Some time mid March, the government then issued its second emergency stimulus package valued at US$8 billion. The package provides a range of fiscal and non-fiscal incentives in addition to a special stimulus for small and medium-sized (SMEs) businesses. Some of the fiscal incentives were mainly for the manufacturing industry in the form of tax breaks.
Not long after, the third stimulus package was announced to fund the healthcare system and cash transfers, as reported by local media. Last month, Indonesia unveiled its latest and bigger stimulus package worth US$47.6 billion which aims to “strengthen the healthcare system, direct more spending toward social protection to boost consumption and provide incentives to rescue Indonesian businesses from bankruptcy and workers from layoffs,” as reported in local media.
“This is a thorough stimulus package to support people’s purchasing power and businesses,” explained the country’s finance minister. “We are hoping that this stimulus can maintain our economic growth at above zero percent.”
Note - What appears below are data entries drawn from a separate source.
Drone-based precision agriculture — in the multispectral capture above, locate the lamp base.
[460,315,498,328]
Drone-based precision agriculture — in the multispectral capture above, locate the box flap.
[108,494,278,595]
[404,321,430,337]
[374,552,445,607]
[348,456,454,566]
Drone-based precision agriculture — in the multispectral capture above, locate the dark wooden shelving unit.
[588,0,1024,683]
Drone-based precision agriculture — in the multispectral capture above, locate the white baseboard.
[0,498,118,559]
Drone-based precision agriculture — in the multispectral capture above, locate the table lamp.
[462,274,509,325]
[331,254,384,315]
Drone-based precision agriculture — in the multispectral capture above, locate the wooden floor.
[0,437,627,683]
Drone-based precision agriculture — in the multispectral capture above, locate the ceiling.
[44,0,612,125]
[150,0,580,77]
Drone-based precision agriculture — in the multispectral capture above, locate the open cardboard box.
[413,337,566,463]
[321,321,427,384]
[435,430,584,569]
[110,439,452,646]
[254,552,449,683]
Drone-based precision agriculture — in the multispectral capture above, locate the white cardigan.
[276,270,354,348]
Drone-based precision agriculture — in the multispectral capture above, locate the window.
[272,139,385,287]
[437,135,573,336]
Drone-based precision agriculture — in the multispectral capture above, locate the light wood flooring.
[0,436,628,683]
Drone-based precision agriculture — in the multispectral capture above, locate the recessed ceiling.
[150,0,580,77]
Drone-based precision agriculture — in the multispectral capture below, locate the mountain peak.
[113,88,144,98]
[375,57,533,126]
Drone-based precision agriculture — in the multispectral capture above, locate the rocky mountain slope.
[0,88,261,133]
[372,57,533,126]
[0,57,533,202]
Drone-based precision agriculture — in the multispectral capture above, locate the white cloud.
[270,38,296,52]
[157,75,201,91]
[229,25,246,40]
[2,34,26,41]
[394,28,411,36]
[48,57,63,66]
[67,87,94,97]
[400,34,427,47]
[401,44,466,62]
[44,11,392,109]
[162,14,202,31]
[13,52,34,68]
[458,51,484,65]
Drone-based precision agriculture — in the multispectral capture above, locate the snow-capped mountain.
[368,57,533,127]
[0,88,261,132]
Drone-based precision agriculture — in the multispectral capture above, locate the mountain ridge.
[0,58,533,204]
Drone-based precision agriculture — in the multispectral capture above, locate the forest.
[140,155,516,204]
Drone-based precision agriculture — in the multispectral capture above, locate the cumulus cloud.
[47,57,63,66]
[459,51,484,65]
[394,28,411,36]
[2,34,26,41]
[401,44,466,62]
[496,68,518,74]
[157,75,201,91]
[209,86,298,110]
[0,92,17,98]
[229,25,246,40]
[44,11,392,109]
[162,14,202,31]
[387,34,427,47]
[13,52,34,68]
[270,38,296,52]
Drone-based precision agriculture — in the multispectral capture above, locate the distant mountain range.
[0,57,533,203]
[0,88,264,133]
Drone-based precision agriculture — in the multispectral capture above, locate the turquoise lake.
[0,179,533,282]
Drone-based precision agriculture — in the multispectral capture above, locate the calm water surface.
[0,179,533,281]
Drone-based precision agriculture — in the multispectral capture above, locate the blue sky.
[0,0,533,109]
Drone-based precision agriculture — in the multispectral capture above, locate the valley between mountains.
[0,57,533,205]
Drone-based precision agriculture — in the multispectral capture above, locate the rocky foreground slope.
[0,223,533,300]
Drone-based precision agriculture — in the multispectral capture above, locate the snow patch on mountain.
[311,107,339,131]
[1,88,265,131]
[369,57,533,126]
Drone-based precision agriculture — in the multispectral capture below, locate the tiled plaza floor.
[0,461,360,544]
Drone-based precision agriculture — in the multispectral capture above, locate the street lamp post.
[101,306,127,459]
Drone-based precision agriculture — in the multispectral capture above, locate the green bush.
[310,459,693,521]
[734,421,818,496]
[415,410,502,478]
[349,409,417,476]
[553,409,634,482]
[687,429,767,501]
Nevertheless, Sri Mulyani recently said that the stimulus spending was still slow to take effect, citing administrative issues that are hampering the government’s efforts to disburse virus funds swiftly.
Piter Abdullah, research director at the Center of Reform on Economics (CORE), an economic think tank urged the government to move promptly in disbursing its promised fiscal incentives in order to revive the economy.
"We cannot avoid a recession but we still can avoid an economic crisis in which a huge number of businesses go bankrupt," he told local media.